Reid PE, Brown NJ, Holen I - Mol. Cancer (2009)

Bottom Line: In this study, we demonstrate that OPG enhances the pro-angiogenic effects of VEGF and that OPG does not stimulate endothelial cell tube formation through activation of the VEGFR2 receptor.In contrast, the pro-angiogenic factors VEGF, bFGF and TGFbeta had no effect on HuDMEC OPG levels.These findings suggest that the VEGF signalling pathway is not involved in mediating the pro-angiogenic effects of OPG on endothelial cells in vitro.

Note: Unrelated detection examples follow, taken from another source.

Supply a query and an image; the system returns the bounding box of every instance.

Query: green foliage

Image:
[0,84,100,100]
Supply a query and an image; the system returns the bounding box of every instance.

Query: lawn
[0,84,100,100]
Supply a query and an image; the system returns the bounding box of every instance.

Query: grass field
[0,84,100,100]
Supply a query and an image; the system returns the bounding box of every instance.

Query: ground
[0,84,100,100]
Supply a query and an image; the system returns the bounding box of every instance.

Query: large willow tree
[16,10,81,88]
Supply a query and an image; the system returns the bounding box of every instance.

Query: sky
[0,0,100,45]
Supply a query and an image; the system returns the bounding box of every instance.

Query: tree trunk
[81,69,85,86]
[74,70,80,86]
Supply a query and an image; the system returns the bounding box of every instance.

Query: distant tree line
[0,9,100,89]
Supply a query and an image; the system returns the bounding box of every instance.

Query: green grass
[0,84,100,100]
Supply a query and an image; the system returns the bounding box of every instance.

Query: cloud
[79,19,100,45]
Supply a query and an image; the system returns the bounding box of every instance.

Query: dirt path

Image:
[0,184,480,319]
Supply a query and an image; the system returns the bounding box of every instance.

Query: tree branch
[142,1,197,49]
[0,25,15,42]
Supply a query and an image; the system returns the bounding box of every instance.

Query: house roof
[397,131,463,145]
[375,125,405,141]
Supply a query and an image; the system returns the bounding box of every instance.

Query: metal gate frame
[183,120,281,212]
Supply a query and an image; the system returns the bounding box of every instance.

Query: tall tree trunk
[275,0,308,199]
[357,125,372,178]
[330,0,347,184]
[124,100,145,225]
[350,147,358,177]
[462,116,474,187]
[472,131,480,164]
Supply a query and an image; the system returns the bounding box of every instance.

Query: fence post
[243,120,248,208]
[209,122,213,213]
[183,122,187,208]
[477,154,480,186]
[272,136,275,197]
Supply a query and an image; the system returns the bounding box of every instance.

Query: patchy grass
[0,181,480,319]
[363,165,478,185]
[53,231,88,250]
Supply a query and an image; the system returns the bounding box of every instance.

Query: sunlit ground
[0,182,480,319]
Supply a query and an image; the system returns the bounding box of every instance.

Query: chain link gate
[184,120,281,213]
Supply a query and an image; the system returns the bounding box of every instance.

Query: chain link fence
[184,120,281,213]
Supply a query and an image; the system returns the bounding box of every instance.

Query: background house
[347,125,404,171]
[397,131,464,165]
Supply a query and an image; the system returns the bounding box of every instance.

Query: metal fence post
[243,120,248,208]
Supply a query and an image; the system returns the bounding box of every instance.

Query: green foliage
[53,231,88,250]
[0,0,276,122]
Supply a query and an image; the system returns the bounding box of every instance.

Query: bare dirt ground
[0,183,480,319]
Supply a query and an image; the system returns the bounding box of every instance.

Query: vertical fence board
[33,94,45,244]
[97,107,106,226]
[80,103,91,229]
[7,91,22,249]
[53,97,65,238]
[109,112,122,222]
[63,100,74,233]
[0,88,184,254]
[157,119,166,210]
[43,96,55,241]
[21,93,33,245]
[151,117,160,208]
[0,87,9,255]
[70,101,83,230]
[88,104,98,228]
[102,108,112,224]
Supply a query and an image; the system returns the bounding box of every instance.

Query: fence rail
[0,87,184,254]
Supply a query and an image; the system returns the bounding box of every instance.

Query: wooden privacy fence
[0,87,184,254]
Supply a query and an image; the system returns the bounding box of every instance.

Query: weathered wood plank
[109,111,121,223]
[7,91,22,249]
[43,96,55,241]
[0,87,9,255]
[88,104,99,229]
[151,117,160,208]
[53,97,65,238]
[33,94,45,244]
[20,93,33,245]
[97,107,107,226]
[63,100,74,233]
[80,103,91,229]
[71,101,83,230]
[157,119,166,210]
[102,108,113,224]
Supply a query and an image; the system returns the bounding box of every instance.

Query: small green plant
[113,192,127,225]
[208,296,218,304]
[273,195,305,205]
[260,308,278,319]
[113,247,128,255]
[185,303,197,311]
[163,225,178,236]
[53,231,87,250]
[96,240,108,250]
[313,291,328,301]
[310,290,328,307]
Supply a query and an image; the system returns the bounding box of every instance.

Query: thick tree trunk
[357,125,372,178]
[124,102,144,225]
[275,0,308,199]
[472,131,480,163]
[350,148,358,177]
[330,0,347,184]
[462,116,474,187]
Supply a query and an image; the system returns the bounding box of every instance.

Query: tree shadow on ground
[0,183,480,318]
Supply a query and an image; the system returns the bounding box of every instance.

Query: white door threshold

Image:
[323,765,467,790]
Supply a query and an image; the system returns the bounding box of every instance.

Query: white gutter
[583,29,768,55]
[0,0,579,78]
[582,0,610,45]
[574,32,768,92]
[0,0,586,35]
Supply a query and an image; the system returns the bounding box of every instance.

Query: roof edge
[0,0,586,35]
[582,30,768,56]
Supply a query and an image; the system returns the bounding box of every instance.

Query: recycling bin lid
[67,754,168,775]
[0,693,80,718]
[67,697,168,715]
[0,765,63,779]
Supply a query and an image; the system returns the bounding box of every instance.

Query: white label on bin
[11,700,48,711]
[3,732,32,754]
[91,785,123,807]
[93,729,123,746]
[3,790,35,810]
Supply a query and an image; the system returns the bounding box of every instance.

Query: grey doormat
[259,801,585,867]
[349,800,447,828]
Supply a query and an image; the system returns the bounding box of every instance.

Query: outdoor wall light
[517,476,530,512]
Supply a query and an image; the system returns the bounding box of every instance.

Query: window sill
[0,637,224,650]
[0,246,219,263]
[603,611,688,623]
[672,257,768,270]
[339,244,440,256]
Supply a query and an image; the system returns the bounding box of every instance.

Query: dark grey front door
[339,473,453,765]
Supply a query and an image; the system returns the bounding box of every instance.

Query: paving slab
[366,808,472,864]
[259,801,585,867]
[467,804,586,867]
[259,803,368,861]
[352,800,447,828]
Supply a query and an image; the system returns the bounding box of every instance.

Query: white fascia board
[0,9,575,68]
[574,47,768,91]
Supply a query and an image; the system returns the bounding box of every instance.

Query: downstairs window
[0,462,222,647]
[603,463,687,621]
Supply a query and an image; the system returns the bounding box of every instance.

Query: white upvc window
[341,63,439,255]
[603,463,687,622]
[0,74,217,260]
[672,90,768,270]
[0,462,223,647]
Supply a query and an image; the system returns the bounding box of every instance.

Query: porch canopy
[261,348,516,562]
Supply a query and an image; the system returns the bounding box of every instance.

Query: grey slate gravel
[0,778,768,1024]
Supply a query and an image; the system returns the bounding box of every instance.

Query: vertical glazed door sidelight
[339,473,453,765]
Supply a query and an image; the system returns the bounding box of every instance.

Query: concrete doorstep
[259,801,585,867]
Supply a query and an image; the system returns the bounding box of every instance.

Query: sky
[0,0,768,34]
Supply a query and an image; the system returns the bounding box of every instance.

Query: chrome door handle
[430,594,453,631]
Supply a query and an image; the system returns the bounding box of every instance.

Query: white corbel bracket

View Article: PubMed Central - HTML - PubMed

Affiliation: Academic Units of Clinical Oncology and Surgical Oncology, School of Medicine and Biomedical Sciences, University of Sheffield, Sheffield, UK. p.reid@sheffield.ac.uk

ABSTRACT

Background: Angiogenesis, the sprouting of capillaries from existing blood vessels, is central to tumour growth and progression, however the molecular regulation of this process remains to be fully elucidated. The secreted glycoprotein osteoprotegerin (OPG) is one potential pro-angiogenic factor, and clinical studies have demonstrated endothelial cells within a number of tumour types to express high levels of OPG compared to those in normal tissue. Additionally, OPG can increase endothelial cell survival, proliferation and migration, as well as induce endothelial cell tube formation in vitro. This study aims to elucidate the processes involved in the pro-angiogenic effects of OPG in vitro, and also how OPG levels may be regulated within the tumour microenvironment.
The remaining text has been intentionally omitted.